Scan, detect, and mask Personally Identifiable Information from local files and directories — in real time.
- Overview
- Architecture
- Project Structure
- Features
- Quick Start
- CLI Usage
- Python API
- Detection Capabilities
- Redaction Strategies
- Configuration
- Testing
- Security Design
- Performance
- Roadmap
Aegis-Data-Shield is a production-ready Python toolkit designed for software engineers who need to detect and mask Personally Identifiable Information (PII) from text-based files — in a single-file scan, batch directory mode, or fully automated real-time mode via watchdog filesystem events.

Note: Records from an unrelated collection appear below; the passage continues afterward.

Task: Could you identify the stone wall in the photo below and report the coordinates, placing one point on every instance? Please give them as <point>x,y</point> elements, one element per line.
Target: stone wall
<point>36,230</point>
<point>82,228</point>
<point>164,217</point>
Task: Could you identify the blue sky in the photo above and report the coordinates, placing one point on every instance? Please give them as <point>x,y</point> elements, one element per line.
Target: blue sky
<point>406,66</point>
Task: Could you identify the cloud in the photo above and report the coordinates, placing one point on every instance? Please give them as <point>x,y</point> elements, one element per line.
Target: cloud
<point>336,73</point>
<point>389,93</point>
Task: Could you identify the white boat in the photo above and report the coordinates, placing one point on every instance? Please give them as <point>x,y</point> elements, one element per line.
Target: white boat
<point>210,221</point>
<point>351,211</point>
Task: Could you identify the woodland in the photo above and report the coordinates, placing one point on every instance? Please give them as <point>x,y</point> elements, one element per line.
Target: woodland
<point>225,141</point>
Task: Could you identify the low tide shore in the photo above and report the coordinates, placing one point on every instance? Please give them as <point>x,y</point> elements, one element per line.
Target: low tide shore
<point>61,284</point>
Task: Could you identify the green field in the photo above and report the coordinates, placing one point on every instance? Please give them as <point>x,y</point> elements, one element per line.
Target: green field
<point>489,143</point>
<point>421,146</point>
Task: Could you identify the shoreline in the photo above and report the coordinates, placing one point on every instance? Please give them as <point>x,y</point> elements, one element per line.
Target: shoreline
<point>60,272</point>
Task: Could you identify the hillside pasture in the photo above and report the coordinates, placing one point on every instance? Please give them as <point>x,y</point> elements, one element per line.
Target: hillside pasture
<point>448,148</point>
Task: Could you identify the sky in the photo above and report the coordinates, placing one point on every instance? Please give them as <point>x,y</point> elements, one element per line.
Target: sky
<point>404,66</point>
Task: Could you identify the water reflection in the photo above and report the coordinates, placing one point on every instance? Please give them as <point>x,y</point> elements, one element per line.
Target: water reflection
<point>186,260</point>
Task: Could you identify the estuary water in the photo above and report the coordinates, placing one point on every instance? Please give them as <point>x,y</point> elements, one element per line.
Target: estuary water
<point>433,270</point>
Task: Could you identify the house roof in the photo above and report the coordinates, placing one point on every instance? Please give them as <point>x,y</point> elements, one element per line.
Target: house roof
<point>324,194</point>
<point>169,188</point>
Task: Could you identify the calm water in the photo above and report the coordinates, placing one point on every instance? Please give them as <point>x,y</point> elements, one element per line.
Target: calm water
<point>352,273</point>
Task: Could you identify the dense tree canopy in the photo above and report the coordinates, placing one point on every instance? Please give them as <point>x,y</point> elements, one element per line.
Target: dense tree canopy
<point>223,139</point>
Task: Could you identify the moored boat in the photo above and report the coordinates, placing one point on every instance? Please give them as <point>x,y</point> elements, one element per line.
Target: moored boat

Built with a clean Object-Oriented architecture, strict separation of concerns, and two complementary detection layers — deterministic Regular Expressions and probabilistic spaCy NER — it delivers high-precision redaction suitable for:
- 🏥 Healthcare data pipelines (HIPAA compliance)
- 🏦 Financial log sanitisation (PCI-DSS)
- 🇪🇺 GDPR/CCPA data anonymisation workflows
- 🔐 Secure data sharing and audit preparation
- 🧪 Test-data scrubbing before committing to repositories
Sensitive data leaks happen silently in logs, files, and pipelines.
Aegis-Data-Shield detects and removes PII before it becomes a liability.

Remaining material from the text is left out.